I meant to comment on this last week, but somehow it slipped into a dusty back corner of my mind to only see the light of late evening now. I love half-baked theories for the philosophy of science. It is an active pastime for me! The appeal to information theory is particularly appealing to my advocations for an algorithmic philosophy of science.

Two more specific comments:

[1] I think you need your system to distinguish between passive data (naturalistic observation) versus active data (experimental realization of edge events) and their effects on learning. Unfortunately, information theory does not capture this easily because you are concerned with maximizing information so you will always prefer experimental realization of edge events since they are informative. However, if you take a look at computational learning theory, and in particular at the PAC variant of Angluin’s minimum adequate teacher model then you will notice the importance of both types of observations. Naturalistic observations teach you about the distribution of the ‘typical’ world, which is essential to have low generalization error and thus engineering, while experiments help you pull out potential falsifiers that are information rich but unlikely to be sampled by chance.
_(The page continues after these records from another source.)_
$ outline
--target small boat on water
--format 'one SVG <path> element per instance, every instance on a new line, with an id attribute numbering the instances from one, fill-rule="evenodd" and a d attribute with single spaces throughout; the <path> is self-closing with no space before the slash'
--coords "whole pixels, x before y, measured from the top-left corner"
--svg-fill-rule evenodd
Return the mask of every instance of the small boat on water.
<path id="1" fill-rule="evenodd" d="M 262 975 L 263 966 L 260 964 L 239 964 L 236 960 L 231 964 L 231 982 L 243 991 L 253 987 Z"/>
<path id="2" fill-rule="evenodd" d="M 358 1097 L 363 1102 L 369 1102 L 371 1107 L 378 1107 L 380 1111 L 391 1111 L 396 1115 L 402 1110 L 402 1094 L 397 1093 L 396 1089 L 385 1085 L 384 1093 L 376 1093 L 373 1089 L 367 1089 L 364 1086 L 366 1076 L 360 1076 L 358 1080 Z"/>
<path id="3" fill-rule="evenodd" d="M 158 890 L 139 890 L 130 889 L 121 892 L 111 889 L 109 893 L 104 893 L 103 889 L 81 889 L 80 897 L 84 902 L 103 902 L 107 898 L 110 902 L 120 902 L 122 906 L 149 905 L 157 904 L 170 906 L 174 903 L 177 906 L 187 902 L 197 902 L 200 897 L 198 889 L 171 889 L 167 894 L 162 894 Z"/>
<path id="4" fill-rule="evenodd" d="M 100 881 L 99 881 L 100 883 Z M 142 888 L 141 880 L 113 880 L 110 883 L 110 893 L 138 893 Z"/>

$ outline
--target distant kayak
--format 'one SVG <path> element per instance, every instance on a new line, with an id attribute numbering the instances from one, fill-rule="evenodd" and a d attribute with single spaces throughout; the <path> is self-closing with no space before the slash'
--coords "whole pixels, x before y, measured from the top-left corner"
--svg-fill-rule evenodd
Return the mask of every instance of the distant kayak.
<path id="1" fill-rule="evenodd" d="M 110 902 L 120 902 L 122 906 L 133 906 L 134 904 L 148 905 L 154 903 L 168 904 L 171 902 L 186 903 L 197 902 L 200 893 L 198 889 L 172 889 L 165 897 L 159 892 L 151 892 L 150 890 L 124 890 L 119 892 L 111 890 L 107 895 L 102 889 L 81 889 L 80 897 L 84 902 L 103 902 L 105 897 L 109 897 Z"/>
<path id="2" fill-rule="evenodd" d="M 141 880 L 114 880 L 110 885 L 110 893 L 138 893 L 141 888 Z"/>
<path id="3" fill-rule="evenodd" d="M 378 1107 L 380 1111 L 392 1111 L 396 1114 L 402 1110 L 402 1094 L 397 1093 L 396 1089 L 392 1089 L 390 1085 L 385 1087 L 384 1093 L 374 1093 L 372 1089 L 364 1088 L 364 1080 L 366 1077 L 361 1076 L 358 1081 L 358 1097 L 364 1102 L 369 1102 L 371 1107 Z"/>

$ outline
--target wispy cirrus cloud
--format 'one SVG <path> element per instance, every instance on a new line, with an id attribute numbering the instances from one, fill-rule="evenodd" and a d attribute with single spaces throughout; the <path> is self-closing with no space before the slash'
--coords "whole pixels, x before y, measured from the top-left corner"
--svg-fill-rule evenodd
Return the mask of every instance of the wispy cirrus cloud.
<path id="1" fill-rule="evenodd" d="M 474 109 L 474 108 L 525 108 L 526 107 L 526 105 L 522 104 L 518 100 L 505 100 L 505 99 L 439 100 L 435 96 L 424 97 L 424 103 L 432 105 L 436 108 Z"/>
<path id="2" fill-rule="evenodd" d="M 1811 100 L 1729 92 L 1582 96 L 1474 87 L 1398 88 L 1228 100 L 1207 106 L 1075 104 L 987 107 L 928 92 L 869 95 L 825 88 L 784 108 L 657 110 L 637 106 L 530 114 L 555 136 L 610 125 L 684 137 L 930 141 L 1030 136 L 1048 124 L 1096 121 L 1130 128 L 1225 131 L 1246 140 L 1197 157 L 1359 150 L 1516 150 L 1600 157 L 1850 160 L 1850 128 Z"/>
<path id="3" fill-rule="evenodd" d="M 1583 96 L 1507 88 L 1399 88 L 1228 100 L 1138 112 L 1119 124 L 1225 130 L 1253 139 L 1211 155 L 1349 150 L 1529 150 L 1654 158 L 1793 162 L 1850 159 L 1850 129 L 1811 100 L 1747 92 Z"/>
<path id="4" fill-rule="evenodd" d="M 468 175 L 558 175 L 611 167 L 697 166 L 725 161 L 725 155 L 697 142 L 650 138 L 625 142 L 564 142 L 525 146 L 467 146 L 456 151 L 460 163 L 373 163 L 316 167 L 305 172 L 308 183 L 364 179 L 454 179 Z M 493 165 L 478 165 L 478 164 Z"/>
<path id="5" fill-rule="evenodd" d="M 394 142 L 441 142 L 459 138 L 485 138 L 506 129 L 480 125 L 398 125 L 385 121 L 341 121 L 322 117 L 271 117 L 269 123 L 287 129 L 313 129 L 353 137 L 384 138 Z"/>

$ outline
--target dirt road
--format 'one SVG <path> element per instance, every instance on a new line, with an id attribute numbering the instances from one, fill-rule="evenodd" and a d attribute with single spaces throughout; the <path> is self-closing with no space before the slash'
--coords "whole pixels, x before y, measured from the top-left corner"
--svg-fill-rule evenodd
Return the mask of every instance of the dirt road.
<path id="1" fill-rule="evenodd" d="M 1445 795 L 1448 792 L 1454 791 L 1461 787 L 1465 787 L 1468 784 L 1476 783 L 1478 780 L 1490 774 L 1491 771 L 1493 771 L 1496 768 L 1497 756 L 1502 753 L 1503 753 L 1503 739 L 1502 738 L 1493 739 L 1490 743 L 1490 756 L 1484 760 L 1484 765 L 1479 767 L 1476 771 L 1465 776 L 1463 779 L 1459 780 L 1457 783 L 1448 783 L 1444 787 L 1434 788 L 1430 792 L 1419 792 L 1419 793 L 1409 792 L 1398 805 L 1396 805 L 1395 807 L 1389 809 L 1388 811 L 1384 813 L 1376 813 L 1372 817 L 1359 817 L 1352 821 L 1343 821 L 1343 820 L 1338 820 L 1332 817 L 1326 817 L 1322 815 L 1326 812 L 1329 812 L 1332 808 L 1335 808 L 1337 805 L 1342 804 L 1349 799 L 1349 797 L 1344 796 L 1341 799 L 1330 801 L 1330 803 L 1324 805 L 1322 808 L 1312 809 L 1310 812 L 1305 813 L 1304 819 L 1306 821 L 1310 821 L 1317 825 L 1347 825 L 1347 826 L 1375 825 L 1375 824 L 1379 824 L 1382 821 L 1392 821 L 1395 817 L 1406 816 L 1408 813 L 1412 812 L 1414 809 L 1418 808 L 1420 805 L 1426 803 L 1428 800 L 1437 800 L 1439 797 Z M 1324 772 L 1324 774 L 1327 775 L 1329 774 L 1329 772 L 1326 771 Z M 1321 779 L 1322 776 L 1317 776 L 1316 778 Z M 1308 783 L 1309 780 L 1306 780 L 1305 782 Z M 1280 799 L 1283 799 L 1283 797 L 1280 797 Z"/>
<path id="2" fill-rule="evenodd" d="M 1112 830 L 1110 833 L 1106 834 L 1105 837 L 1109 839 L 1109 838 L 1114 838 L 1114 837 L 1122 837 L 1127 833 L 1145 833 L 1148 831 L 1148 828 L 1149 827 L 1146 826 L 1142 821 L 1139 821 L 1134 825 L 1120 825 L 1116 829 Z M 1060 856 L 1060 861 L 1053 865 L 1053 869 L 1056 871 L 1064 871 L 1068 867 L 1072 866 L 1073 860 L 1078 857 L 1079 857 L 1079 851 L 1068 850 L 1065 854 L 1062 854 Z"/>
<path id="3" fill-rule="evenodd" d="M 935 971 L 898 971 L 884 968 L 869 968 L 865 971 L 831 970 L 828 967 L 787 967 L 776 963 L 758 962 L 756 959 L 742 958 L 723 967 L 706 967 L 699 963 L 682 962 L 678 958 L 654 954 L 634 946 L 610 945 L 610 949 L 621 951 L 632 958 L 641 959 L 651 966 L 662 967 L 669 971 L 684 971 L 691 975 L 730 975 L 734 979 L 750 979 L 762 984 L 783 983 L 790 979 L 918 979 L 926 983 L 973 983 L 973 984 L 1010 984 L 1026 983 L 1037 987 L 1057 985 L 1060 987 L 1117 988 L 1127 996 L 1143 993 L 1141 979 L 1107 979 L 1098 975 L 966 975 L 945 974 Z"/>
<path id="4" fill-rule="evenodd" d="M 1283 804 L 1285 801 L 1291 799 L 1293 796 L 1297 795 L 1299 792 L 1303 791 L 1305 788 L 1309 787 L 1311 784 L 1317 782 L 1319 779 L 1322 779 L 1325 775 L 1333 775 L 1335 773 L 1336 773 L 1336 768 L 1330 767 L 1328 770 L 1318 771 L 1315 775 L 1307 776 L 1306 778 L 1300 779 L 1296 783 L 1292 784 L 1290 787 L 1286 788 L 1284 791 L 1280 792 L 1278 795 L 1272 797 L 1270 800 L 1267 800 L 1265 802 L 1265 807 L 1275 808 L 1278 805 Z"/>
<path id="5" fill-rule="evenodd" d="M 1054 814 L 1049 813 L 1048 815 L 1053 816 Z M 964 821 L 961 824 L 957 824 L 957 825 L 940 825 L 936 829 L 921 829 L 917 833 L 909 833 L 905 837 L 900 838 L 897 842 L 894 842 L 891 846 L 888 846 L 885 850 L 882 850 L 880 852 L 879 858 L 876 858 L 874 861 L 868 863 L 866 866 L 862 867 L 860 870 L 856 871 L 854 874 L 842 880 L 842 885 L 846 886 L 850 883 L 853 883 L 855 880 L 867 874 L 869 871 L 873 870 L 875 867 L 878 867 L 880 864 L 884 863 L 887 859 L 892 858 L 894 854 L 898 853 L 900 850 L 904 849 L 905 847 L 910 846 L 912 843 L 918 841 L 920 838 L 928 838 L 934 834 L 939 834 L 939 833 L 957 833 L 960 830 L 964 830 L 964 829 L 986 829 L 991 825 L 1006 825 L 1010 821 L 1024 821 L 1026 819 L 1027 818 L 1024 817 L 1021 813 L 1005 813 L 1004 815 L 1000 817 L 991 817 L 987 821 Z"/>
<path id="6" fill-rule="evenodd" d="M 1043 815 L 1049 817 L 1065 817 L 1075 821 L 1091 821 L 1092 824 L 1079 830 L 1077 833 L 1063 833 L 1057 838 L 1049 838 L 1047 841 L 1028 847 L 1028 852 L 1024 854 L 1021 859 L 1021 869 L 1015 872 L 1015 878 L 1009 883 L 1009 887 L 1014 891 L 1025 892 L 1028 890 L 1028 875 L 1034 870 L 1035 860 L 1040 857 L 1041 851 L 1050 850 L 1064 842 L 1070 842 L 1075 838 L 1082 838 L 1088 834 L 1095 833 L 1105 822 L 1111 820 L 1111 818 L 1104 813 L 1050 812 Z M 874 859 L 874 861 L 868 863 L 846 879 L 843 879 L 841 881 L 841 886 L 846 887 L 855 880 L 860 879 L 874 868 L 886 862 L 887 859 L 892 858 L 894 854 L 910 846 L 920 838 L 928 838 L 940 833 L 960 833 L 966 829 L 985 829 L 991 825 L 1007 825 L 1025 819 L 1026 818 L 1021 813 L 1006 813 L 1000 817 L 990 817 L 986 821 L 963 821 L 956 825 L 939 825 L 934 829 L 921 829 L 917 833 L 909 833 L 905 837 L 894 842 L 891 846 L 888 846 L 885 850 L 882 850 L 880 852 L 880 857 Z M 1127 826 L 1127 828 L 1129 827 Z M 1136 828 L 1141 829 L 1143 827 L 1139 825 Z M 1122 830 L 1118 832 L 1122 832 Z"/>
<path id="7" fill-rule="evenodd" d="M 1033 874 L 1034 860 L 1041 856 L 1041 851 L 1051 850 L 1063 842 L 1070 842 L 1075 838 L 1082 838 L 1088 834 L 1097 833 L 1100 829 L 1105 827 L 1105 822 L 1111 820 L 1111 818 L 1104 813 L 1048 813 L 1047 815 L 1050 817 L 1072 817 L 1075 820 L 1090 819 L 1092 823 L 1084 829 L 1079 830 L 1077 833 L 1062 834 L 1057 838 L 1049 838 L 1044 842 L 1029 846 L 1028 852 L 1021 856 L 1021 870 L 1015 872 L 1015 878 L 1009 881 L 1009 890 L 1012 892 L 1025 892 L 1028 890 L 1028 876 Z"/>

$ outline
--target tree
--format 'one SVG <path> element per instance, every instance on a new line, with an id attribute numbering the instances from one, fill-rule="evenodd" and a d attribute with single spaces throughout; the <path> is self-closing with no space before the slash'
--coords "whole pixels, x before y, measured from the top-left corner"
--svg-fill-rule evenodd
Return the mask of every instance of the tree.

[2] I doubt that many theorists would think of themselves as simply trying to maximize the number and variety of stories (i.e. maximizing H(problem)). In fact, once a paradigm is established, I feel like most theorists are actually concerned with separating reasonable from unreasonable theories and thus actually segmenting and reducing the space of problems in your analogy. I think to make your story work, both theorists and experimentalists in your story are actually experimentalists. The ones trying to maximize H(problem) are the ones writing grants and trying to come up with potential falsifiers, while the ones trying to minimize H(problem|data) are the graduate students running the experiments to please their boss.